While I am looking forward to 2013 my crystal ball is a little foggy and I don’t have any idea what it holds for us in the craft industry. But I did hear some heart-warming news on the BBC Radio 4’sToday programme. Jaguar cars is creating 800 more jobs and other, higher end manufacturers in this sector are also doing well. The inference was that our workforce can offer the skills and quality that brands are looking for. It reminded me of the surge of pride I felt during the Olympic opening ceremony and its focus on the industrial revolution and British manufacturing.
I studied Textiles at University in Manchester when the textile industry was a significant employer in the UK. My first job was for Courtaulds which employed nearly 10% of that sector at a time when ‘Made in Britain’ was the cornerstone of Marks and Spencer’s business strategy. During my time the textile industry was decimated as companies moved more and more of their production off shore to the Far East, South America and, more recently Eastern Europe. It made sense economically and the textile industry was not alone in this trend. But it seems we now have a new ‘on shore’ trend. Our reputation for craftsmanship, superior design and quality are once again something to shout about.
Works Management magazine highlighted the start of this trend in 2011 as the number of people employed in manufacturing began to rise.
‘The number, albeit modest, underpins much other official and anecdotal evidence of the revival in fortunes of an industry all but abandoned as a lost cause a decade ago and should further boost confidence in a sector still lacking investment’

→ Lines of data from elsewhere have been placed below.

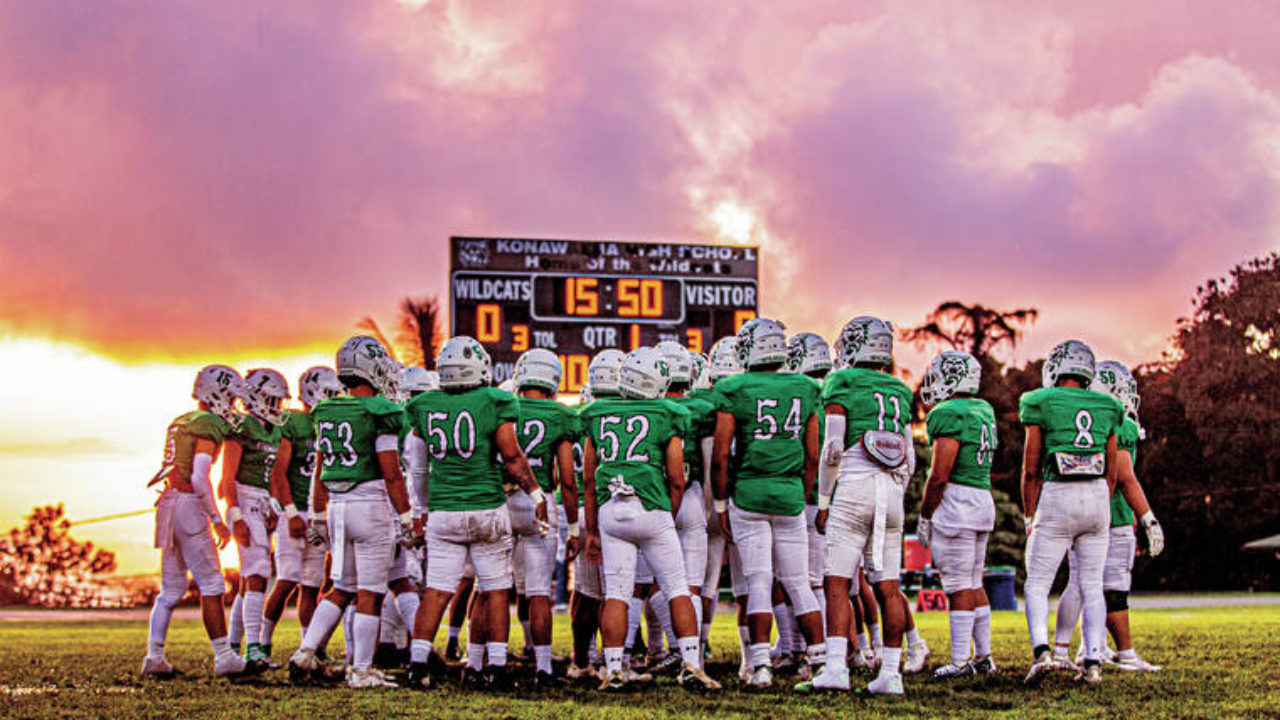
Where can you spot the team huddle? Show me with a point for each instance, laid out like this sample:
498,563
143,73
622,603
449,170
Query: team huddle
433,496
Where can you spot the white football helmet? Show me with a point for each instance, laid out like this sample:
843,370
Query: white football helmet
1115,379
538,368
362,358
265,392
644,374
318,383
762,341
680,361
602,374
808,354
218,387
1072,358
723,359
462,364
865,340
416,381
950,372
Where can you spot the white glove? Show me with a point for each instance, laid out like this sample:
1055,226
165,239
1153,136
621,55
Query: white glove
318,532
1155,533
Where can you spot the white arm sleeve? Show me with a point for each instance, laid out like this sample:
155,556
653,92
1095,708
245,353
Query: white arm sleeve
415,456
200,465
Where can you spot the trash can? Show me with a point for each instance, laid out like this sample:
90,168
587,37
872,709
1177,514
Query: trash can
999,582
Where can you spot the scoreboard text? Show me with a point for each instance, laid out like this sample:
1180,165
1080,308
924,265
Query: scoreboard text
577,297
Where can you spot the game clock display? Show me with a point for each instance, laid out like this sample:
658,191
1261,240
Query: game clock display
577,297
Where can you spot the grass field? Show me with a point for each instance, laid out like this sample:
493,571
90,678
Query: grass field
1219,662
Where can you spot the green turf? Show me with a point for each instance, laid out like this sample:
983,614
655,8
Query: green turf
1219,662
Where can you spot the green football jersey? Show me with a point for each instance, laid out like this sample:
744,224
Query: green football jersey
179,445
458,429
1075,424
543,425
259,442
972,423
702,424
630,438
872,401
1121,515
301,434
771,411
347,429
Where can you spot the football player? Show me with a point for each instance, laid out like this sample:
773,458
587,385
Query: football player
631,506
298,564
1127,500
359,506
959,513
466,425
868,449
1069,470
771,418
247,459
184,514
547,431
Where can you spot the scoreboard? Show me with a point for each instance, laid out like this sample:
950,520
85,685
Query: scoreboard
577,297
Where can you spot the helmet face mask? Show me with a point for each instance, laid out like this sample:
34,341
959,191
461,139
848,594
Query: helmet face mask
644,374
1069,359
219,387
540,369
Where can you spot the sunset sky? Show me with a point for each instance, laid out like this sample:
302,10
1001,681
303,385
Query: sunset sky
184,182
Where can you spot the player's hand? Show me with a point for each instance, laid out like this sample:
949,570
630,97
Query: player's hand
242,536
224,534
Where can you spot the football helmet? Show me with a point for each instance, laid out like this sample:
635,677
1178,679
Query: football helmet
807,354
950,372
760,341
602,374
723,359
865,340
218,387
538,368
680,361
644,374
1115,379
415,381
1072,358
265,392
464,364
318,383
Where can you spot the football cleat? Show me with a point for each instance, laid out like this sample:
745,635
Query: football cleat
158,668
696,679
886,684
951,670
915,657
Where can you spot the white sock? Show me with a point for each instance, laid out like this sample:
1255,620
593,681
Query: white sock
419,650
891,660
237,629
837,652
689,651
252,616
497,654
323,624
961,636
982,630
613,659
365,641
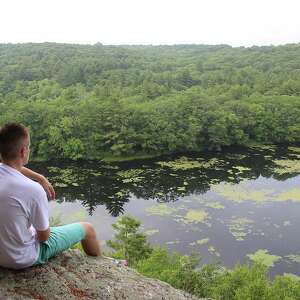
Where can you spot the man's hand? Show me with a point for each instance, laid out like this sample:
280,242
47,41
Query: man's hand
47,186
42,180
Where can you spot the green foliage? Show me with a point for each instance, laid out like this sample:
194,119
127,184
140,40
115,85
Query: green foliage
244,282
129,243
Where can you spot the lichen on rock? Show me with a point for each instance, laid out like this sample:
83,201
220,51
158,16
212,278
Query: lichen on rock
72,275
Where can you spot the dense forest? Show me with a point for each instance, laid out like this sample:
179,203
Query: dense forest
95,101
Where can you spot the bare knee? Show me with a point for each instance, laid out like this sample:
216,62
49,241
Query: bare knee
90,232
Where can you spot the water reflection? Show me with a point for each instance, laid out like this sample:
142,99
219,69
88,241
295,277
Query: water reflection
165,179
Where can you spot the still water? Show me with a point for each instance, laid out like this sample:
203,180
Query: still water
235,206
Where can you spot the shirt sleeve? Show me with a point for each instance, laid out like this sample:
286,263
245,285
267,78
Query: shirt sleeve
39,216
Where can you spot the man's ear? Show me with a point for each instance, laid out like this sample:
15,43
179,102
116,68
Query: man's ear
22,152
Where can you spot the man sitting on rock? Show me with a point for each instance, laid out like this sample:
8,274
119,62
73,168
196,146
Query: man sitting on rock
25,236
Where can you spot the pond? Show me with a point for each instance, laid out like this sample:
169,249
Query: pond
232,206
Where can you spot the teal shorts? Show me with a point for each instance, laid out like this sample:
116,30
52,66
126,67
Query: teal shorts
60,239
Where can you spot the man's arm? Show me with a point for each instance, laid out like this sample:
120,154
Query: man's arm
42,236
42,180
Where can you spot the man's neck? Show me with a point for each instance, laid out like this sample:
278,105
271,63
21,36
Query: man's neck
13,164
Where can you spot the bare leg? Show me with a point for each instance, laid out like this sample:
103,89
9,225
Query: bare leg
90,244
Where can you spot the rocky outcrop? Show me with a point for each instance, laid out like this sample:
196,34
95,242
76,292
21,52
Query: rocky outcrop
71,275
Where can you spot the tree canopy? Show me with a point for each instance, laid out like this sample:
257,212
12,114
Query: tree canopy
92,101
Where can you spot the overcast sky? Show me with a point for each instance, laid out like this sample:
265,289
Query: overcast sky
233,22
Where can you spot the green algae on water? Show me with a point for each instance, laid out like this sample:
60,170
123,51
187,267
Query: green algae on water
240,193
292,195
293,257
294,149
242,168
262,256
240,227
131,175
292,276
195,216
287,166
215,205
160,210
184,163
151,232
202,241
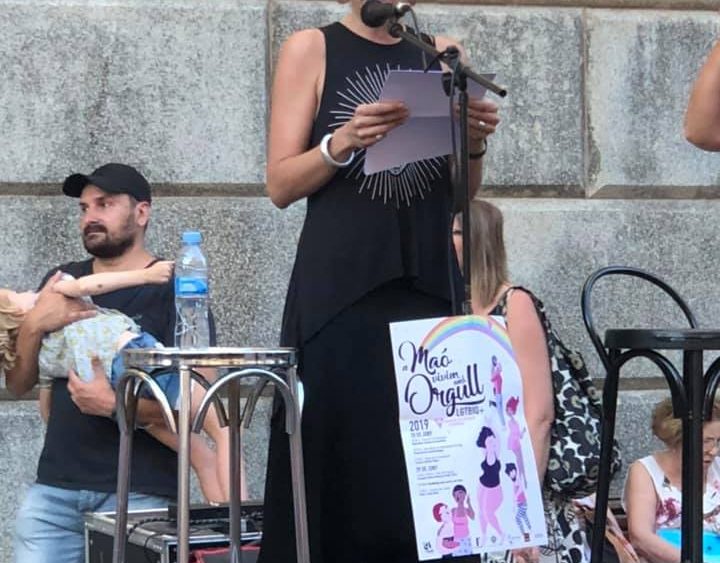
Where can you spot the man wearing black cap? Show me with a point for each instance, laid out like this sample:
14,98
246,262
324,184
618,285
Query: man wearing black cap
77,471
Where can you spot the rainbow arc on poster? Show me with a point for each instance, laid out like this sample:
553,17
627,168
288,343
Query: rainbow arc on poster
473,323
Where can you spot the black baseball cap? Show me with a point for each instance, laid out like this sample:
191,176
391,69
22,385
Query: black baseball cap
113,178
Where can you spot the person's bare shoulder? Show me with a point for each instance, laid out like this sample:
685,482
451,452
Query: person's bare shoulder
304,45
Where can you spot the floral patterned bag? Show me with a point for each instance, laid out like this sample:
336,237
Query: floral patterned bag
574,457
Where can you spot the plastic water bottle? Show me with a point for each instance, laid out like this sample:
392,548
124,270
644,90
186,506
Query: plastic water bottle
191,294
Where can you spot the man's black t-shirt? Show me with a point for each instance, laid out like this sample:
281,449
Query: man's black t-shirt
81,451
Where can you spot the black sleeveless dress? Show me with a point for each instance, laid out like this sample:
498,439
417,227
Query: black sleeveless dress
373,250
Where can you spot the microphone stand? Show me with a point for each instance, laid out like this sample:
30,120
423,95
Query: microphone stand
461,73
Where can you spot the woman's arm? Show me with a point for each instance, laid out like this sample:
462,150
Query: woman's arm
528,341
295,170
105,282
702,120
641,505
482,122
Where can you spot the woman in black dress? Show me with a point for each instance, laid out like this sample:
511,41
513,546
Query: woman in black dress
373,250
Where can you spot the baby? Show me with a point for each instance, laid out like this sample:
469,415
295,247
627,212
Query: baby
85,345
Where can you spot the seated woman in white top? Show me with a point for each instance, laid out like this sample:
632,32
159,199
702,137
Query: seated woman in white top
652,497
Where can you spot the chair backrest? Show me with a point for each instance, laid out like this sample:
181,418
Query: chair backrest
586,301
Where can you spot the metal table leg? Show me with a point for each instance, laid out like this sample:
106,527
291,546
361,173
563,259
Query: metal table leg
692,480
184,466
298,473
235,471
126,410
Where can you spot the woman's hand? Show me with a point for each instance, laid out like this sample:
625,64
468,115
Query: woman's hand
483,120
369,124
160,272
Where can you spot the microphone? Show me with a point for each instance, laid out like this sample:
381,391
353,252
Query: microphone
375,13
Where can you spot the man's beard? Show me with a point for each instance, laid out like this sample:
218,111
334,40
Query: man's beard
109,246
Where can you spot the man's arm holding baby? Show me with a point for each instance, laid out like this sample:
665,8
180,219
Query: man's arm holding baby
97,397
51,312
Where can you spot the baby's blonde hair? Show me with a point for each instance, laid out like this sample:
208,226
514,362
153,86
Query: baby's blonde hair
10,319
668,428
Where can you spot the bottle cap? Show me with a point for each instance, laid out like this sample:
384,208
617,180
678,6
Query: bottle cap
192,237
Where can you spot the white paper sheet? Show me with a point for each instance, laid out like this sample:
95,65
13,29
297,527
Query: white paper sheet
426,133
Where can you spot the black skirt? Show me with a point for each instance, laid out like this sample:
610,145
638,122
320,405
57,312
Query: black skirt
357,489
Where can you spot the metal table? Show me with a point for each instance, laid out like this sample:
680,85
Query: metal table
276,366
692,394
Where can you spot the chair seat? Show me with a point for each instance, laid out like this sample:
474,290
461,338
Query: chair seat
662,339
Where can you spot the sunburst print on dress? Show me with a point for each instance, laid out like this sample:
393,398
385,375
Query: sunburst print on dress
400,184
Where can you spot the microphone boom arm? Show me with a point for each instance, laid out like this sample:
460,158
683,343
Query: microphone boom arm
451,59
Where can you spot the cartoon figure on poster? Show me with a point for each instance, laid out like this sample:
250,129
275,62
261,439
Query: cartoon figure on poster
496,380
490,494
472,475
521,518
515,435
461,516
446,543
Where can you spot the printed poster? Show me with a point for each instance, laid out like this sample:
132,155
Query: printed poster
470,463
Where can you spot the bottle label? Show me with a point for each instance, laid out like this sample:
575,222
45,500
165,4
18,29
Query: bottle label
190,287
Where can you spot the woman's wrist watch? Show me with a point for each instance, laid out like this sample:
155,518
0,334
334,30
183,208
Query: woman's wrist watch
327,157
478,155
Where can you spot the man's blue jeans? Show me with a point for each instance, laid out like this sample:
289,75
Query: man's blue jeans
50,523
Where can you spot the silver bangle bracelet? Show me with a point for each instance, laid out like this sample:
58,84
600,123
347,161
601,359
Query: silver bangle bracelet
327,157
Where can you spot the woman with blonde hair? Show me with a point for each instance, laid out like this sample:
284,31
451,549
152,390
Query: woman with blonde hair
653,496
494,294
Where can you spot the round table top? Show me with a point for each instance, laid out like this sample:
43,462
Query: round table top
662,339
218,357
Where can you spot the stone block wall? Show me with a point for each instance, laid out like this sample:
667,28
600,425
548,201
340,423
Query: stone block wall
589,165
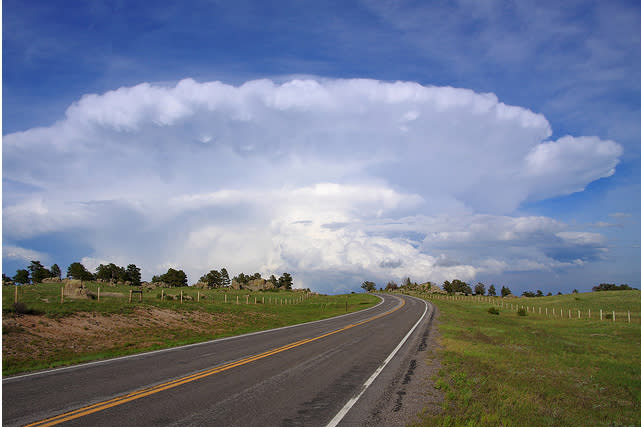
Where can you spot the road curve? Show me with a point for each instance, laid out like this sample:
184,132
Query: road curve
296,376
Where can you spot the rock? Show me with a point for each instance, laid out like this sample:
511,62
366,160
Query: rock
75,289
253,285
200,284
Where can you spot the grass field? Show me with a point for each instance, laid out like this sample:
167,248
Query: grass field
47,333
533,370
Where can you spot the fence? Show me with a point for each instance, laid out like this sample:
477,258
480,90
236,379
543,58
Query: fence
182,296
547,311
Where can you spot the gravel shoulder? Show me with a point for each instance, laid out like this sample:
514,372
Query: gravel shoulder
411,392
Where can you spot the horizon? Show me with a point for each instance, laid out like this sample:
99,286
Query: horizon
486,142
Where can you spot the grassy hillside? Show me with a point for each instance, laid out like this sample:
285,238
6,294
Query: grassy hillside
46,333
514,370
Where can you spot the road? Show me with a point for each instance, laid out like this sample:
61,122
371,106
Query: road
295,376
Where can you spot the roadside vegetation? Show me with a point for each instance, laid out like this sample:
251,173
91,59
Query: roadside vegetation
41,332
504,364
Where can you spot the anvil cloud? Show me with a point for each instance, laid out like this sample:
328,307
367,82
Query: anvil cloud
318,177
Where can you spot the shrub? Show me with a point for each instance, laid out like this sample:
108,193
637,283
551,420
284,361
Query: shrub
20,309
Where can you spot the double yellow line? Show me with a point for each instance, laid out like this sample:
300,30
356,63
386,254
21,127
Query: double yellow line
103,405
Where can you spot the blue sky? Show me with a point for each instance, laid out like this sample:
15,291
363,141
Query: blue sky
343,141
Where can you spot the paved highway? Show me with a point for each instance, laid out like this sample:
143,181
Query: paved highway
334,371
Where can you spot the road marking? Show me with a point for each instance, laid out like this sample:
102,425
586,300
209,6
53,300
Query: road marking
87,410
350,403
175,348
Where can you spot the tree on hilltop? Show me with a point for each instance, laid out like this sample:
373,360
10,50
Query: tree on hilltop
173,278
285,281
55,271
38,272
77,271
479,289
21,276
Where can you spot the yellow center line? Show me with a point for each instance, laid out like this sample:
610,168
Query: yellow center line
103,405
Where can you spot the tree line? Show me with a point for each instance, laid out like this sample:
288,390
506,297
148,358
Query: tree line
35,273
458,286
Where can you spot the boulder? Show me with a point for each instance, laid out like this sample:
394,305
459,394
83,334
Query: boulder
75,289
201,284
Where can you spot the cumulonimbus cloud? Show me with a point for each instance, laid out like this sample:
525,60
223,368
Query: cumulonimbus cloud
306,175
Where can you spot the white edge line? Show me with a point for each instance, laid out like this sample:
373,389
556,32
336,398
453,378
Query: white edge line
347,407
191,345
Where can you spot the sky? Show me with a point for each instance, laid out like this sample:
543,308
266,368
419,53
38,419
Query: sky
493,142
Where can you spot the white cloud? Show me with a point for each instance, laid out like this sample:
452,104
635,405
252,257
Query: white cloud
360,176
25,254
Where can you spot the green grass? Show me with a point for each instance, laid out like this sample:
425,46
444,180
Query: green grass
222,319
531,370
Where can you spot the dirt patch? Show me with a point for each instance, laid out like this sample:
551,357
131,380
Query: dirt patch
38,339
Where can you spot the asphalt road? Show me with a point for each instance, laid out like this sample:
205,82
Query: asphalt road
296,376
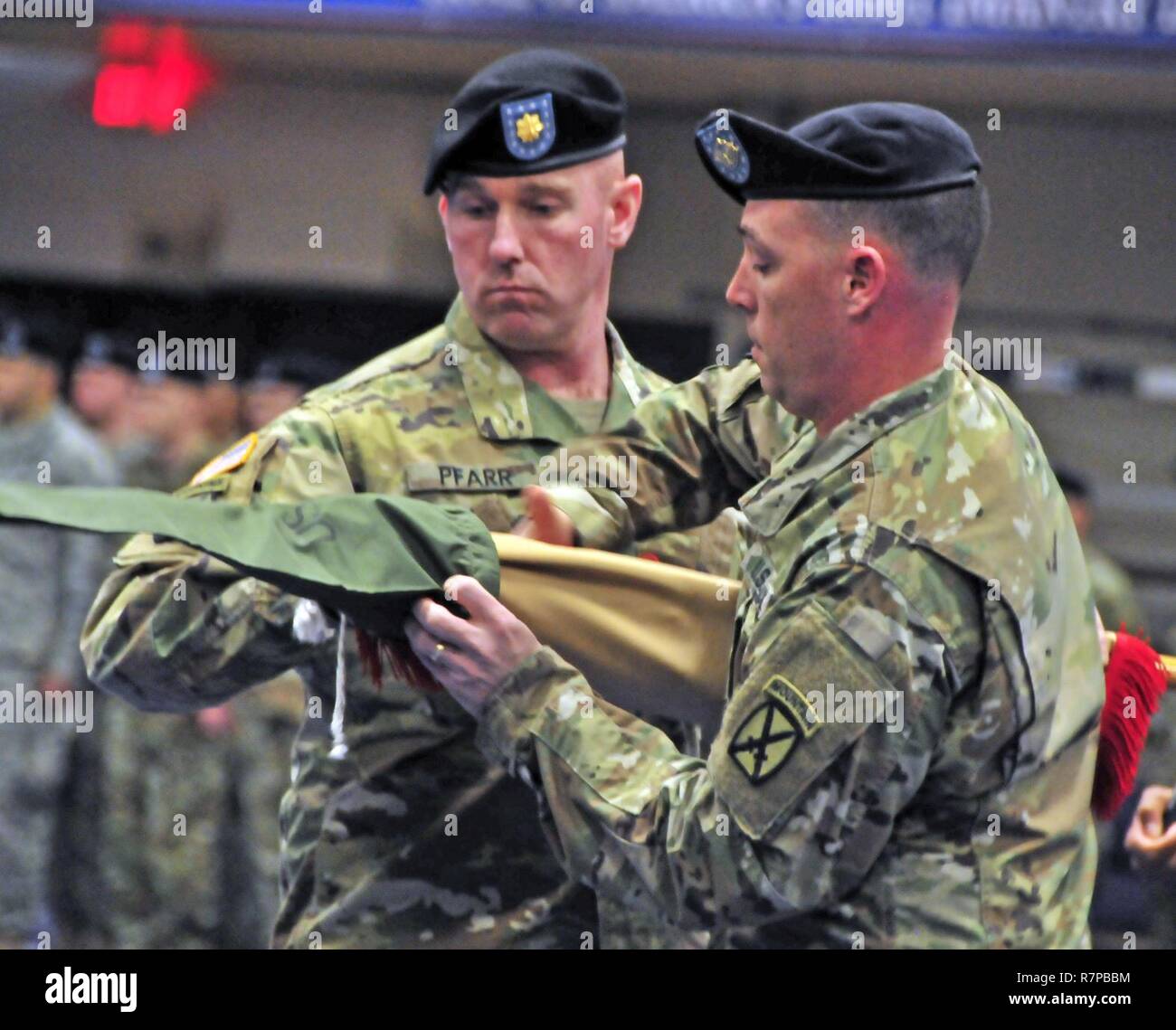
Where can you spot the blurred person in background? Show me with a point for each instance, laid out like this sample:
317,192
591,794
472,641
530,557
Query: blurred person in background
169,411
1127,907
101,390
1114,595
47,578
269,716
223,411
177,865
280,381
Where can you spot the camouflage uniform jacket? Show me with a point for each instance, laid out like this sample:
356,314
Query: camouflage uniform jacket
412,840
920,556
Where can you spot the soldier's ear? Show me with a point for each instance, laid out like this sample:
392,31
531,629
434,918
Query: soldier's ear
624,204
443,212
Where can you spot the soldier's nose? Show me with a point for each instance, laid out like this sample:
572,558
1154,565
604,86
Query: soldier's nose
506,246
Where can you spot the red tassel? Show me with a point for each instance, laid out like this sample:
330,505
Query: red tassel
1133,672
403,662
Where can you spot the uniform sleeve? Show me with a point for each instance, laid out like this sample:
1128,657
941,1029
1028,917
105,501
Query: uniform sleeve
796,799
81,567
175,629
687,453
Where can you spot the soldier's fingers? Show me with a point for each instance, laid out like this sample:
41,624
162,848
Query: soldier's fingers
442,623
1151,810
481,604
424,643
549,524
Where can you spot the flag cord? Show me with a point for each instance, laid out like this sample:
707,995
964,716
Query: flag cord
339,742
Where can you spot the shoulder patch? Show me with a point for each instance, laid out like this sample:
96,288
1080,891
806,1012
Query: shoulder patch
226,461
528,126
764,740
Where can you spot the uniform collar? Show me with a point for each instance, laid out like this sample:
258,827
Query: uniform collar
498,395
810,460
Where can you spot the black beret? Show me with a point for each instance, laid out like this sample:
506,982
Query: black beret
859,152
529,112
38,337
109,347
297,367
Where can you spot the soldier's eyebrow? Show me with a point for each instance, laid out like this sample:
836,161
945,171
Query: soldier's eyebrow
534,191
469,189
751,238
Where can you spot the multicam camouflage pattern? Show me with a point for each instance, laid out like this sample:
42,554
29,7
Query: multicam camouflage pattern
924,548
411,840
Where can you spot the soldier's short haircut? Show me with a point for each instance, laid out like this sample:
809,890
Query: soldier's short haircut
939,234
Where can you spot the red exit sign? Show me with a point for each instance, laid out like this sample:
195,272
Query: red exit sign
147,74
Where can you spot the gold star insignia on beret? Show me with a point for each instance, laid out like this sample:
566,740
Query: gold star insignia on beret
528,128
726,151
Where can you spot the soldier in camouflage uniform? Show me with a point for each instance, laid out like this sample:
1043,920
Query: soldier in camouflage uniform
913,556
412,840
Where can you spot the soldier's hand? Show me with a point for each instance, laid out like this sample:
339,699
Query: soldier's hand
545,522
1147,840
54,685
471,657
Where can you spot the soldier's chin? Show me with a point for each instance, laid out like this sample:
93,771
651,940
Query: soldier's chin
521,329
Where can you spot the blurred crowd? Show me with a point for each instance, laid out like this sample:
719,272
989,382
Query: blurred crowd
145,829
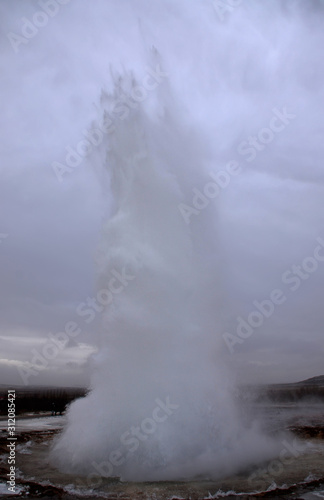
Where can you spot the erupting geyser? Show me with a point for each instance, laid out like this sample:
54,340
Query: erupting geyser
160,405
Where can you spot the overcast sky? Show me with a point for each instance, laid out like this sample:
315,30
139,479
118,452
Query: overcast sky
238,73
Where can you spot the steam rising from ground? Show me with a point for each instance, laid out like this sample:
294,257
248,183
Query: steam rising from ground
161,403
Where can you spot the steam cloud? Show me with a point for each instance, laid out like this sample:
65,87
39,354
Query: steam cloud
160,405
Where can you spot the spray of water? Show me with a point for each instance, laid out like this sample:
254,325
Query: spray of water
160,405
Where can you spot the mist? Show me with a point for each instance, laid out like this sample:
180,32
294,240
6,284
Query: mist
199,130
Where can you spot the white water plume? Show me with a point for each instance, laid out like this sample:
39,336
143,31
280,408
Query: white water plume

According to the Institution of Mechanical Engineers UK Manufacturing in 2012 manufacturing plays a vital role generating over 11% of the UK’s total wealth, 60% of exports three times more than financial services and all other knowledge intensive services combined, employing 2.6 million jobs just under 10% of the UK workforce.
In August 2012 the Telegraph ran a story that asserted that 40% of UK companies are bringing production back on shore. Take the case of Laxton’s. At the end of last century the company, well known for its yarns, closed its UK manufacturing, unable to compete with cheaper imports. The company became an importer of yarns and sold its spinning machines to manufacturers all over Europe. Now they are once again spinning in Yorkshire as part of a growing number of companies that find there are so many benefits to manufacturing in the UK. They produce high end, bespoke yarns that are stocked in shops such as John Lewis. The company and reawakened the skills and expertise they have and the flexibility of having your manufacture geographically close to you is well worth the money.
As consumers become more aware of ‘Made in Britain’ it should benefit the heritage craft sector. After all we are manufacturing even if it is only on a small scale. We have the skill, standards of excellence and ingenuity of our bigger cousins.